Dame Kelly runs the gauntlet of protesters
PUBLISHED: 15:43 10 April 2008 | UPDATED: 14:38 25 August 2010
SPORTING heroine Kelly Holmes was jeered by hundreds of protesters in the final leg of the Olympic torch s London gauntlet.
SPORTING heroine Kelly Holmes was jeered by hundreds of protesters in the final leg of the Olympic torch's London gauntlet.
Greenwich Peninsula swarmed with around 700 impassioned activists and hundreds more pro-China flag-wavers for the last leg of the capital's Olympic relay last Sunday.
But compared to what had been an occasionally violent passage through London, Ellen MacArthur's landing with the torch at 6pm was relatively peaceful.
With hundreds of policemen and plenty of cordons, the only thing she had to worry about while taking the flame to Kelly Holmes was the untold racket from protesters.
Despite grumbles from some, including Blackheath and Greenwich Amnesty members who were barred against following the flame from the pier, most protesters seemed happy.
Claire Smith, a 37-year-old psychologist from Exeter, was sporting a yellow headband and flag reading 'Free Tibet'.
She said: "I just feel really strongly that the Olympics should not be used to legitimise China's awful human rights record.
"At the very least I hope it embarrasses the hell out of them. They can't show this on television without the protesters."
For that very reason the protesters in Greenwich had peaked in an excited euphoria, knowing the scale and success of the day's London-wide demonstration.
Ngamtang Khyentse, a monk from Essex living in India, said: "We had a fantastic turn out and these demonstrations are absolutely imperative.
"This protest just shows the level of passion and frustration felt for the Tibetan people."

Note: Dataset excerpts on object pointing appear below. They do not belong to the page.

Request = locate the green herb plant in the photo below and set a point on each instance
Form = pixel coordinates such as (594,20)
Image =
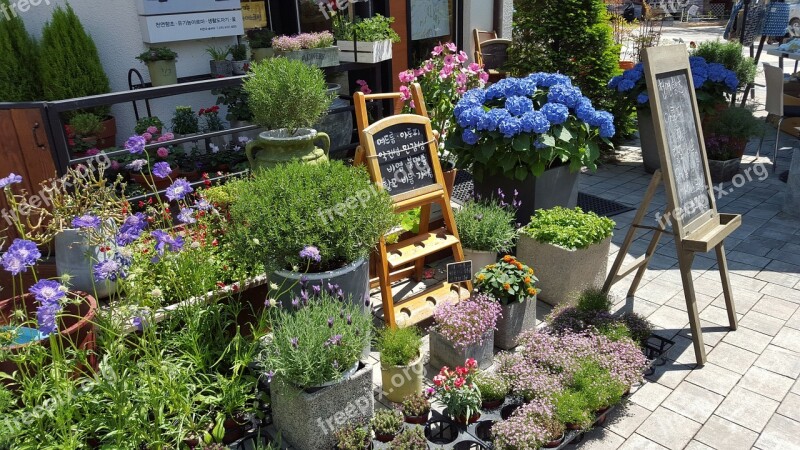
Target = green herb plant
(568,228)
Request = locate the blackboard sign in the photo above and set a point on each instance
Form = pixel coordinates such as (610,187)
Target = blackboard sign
(683,146)
(403,156)
(459,272)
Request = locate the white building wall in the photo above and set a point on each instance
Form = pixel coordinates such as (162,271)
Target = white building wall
(114,26)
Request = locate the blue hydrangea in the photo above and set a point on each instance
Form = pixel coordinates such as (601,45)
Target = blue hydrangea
(564,94)
(555,113)
(534,122)
(510,127)
(518,105)
(469,137)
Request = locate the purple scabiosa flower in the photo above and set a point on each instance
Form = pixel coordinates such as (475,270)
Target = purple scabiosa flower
(12,178)
(48,291)
(161,169)
(136,165)
(179,189)
(187,215)
(164,240)
(135,144)
(86,221)
(310,253)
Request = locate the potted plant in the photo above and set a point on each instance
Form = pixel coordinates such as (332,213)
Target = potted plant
(513,285)
(220,65)
(494,389)
(161,65)
(457,391)
(365,40)
(410,439)
(260,41)
(485,229)
(314,49)
(401,362)
(567,249)
(330,244)
(354,436)
(531,135)
(240,62)
(726,133)
(712,81)
(416,409)
(443,87)
(464,330)
(314,358)
(387,424)
(286,97)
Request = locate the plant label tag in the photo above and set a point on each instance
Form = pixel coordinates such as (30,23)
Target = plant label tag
(459,272)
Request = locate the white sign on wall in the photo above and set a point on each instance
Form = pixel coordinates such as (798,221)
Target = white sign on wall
(184,27)
(429,19)
(156,7)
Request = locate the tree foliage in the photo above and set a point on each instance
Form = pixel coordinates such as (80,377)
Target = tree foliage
(19,77)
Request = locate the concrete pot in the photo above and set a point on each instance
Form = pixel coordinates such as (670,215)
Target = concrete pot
(74,256)
(564,273)
(398,382)
(516,318)
(555,187)
(279,146)
(443,353)
(308,421)
(479,258)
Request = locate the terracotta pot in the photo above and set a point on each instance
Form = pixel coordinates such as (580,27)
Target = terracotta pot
(76,325)
(417,420)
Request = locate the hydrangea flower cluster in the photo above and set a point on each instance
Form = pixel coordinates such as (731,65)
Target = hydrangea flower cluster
(467,322)
(712,79)
(504,129)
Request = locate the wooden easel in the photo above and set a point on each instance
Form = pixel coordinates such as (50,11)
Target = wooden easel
(406,258)
(696,225)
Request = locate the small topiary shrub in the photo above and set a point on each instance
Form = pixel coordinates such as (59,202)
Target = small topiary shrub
(569,228)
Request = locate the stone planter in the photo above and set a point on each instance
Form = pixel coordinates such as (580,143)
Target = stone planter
(279,146)
(480,259)
(443,353)
(162,73)
(516,318)
(723,170)
(555,187)
(308,421)
(74,256)
(400,381)
(647,139)
(260,54)
(564,273)
(365,52)
(337,125)
(317,57)
(221,68)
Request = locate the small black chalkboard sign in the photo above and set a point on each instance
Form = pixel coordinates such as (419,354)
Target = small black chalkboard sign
(459,272)
(403,155)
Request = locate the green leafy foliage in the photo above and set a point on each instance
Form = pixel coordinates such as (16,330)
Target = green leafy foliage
(331,206)
(398,346)
(486,226)
(286,93)
(568,228)
(19,59)
(70,65)
(573,37)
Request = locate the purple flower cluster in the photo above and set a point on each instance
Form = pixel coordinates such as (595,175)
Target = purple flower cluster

As a giant Beijing Olympic official spoke from a video screen of "peace, friendship and progress", his words were drowned out by chants from an infectiously boisterous crowd.
Chinese supporters, who had travelled from across the country to show pride in their home nation, tried to remain enthusiastic throughout, but their red flags were drowned out beneath waves of protesters' banners.
Wei Huang, a Chinese national living in Essex, travelled to London with his wife because he felt proud to be a part of the Games.
When asked if he had come to Greenwich to show the world that not everyone was condemning China, he was offended.
Shouting to be heard over chants of "Shame on China", Mr Huang said: "One world, one Games - that is what we want."
"We came here for the Olympic flame, not to challenge the protesters. It makes us sad to be shouted at like this.
"I think they have it wrong. China is a normal country."
But despite the uproar, the day was not spoiled for the tiny minority of people who attended simply to see the flame being handed over.
Christine Bay, from Plumstead, said: "I came expecting the protesters.
"Suddenly they appeared but I think they were reasonably well behaved, they weren't a major problem.
"I was surprised at the numbers. But I wasn't really intimidated. If they didn't take advantage of this, what kind of campaigners would they be?"